A 25-year old female with irregular prolongation of menstrual cycle came to the gynecology OPD for evaluation of subfertility for 3-4 years. Clinical examination of the patient including external genitalia and per vaginal examination was within normal limits. There was no history of any abdominopelvic surgery and pelvic pain. Patient was then referred to the department of Radiodiagnosis of our hospital for transvaginal ultrasonography (TVS) in order to delineate the baseline status of uterus and adnexa. Laboratory tests including hormonal assays of the patient were unremarkable.
TVS revealed normal-appearing uterus and polycystic right ovary associated with nonvisualised left ovary without obvious signs of pelvic fluid or other associated abnormality. Patient was then advised MRI of pelvis for further evaluation. Chest radiograph and ultrasonography of abdomen were within normal limits.
Noncontrast MRI pelvis revealed normal-appearing uterus and right adnexal structures including tube complex and broad-ligament with polycystic right ovary. However on left side, none of the structures including ovary, tube complex (including round ligament) and broadligament were visible (Figure 1). Based on these findings, the diagnosis of agenesis of adnexa on left side was suggested which was confirmed on laparoscopy. Hysteroscopic examination revealed absence of left tubal ostia.
Unilateral agenesis of adnexa (UAA) in the absence of uterine malformation is rare with few cases reported on literature especially with preoperative imaging diagnosis [1]. Majority of cases recently reported in literature are incidental diagnosis probably due to increased utilization of laparoscopic procedure for various gynecological indications [3-5]. Very few cases have been reported in subfertile patients that too on laparoscopy but not on imaging [6].
Malformations such as unilateral renal agenesis and unicornuate uterus are commonly associated with UAA [6]. Congenital absence of ovary may be associated with partial or complete agenesis of ipsilateral fallopian tube.
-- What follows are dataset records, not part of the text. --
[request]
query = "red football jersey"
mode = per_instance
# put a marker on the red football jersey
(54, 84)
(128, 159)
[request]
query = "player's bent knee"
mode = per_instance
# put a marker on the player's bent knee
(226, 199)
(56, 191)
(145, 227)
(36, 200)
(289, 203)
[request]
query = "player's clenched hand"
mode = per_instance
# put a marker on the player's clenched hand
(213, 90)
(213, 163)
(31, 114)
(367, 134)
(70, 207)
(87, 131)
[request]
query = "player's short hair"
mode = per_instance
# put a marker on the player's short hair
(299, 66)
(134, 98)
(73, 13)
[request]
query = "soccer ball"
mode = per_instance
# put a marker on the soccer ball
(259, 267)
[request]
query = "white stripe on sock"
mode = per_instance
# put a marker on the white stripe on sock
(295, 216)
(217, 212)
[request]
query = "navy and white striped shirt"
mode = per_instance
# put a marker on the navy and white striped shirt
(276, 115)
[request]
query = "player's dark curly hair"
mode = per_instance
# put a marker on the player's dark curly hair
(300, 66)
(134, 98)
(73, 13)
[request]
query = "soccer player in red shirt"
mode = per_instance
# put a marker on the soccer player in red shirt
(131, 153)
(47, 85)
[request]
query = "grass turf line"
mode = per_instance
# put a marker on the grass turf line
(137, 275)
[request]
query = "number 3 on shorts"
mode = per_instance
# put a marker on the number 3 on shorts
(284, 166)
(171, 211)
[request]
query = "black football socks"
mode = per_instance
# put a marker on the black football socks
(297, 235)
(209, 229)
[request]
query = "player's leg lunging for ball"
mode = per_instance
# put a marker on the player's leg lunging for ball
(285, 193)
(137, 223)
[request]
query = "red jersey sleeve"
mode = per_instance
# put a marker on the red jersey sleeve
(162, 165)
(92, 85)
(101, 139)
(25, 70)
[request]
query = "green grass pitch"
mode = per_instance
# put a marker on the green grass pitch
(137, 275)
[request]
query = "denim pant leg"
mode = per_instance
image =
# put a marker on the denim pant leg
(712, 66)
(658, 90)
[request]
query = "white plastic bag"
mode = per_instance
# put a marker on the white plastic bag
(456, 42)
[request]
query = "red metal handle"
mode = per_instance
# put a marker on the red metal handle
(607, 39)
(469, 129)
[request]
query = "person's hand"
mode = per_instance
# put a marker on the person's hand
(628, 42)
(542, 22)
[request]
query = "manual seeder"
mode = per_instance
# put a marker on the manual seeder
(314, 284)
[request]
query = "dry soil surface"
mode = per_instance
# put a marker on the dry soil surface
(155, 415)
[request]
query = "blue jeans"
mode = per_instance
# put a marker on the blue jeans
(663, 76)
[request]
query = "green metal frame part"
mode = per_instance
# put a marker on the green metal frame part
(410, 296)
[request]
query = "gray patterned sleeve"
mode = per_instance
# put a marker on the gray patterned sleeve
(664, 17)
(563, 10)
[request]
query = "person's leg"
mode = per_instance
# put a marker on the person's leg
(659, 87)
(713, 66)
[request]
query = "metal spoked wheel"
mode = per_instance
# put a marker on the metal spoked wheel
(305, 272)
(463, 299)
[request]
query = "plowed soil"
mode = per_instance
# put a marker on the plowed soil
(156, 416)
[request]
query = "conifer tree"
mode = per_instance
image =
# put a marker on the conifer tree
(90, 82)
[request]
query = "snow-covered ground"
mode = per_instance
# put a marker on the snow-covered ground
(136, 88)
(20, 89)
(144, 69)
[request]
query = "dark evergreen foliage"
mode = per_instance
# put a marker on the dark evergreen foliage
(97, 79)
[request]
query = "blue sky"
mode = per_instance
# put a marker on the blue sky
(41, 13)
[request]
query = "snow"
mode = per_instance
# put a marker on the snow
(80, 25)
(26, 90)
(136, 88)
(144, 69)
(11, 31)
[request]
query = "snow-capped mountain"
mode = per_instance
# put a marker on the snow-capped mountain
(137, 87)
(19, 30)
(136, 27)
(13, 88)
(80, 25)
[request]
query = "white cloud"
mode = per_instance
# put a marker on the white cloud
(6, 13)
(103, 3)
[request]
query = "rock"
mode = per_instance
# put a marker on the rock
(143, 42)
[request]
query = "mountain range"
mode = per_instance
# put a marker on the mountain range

Uterine malformation or deformity is usually coexistent with majority of cases of UAA.
Asymptomatic torsion of adnexa with subsequent ischemic and aseptic organ resportion has been postulated as one of etiologic mechanism for UAA in addition to more established and convincing congenital absence occurring probably secondary to vascular insult in utero [7,8].
The condition can be suspected on TVS when an ovary on one side cannot be visualised in a female of reproductive age with normalappearing contralateral ovary and failure to visualise any tubular structure in the adnexal region. Similarly, failure to visualize the ostium/tube on hysterosalpingography and sonosalpingography should prompt us to consider the diagnosis of UAA.
MRI pelvis is the single best modality for imaging of female reproductive tract and can be used to delineate the morphology of uterus, tubes and ovaries with high level of confidence. In complete UAA, ovaries and tubal complex are not visualised on the affected side with rounded contour of fundus on the ipsilateral side instead of the normal nipple-like projection corresponding to the origin of tube and ligament. It may however be difficult to diagnosis partial agenesis of fallopian tube.
To summarize, combination of gonadal and Mullerian duct anomalies as UAA is rare. Careful imaging examination with high index of suspicion may go a long way in detecting this anomaly which may be cause of subfertility thus helping in early and better management.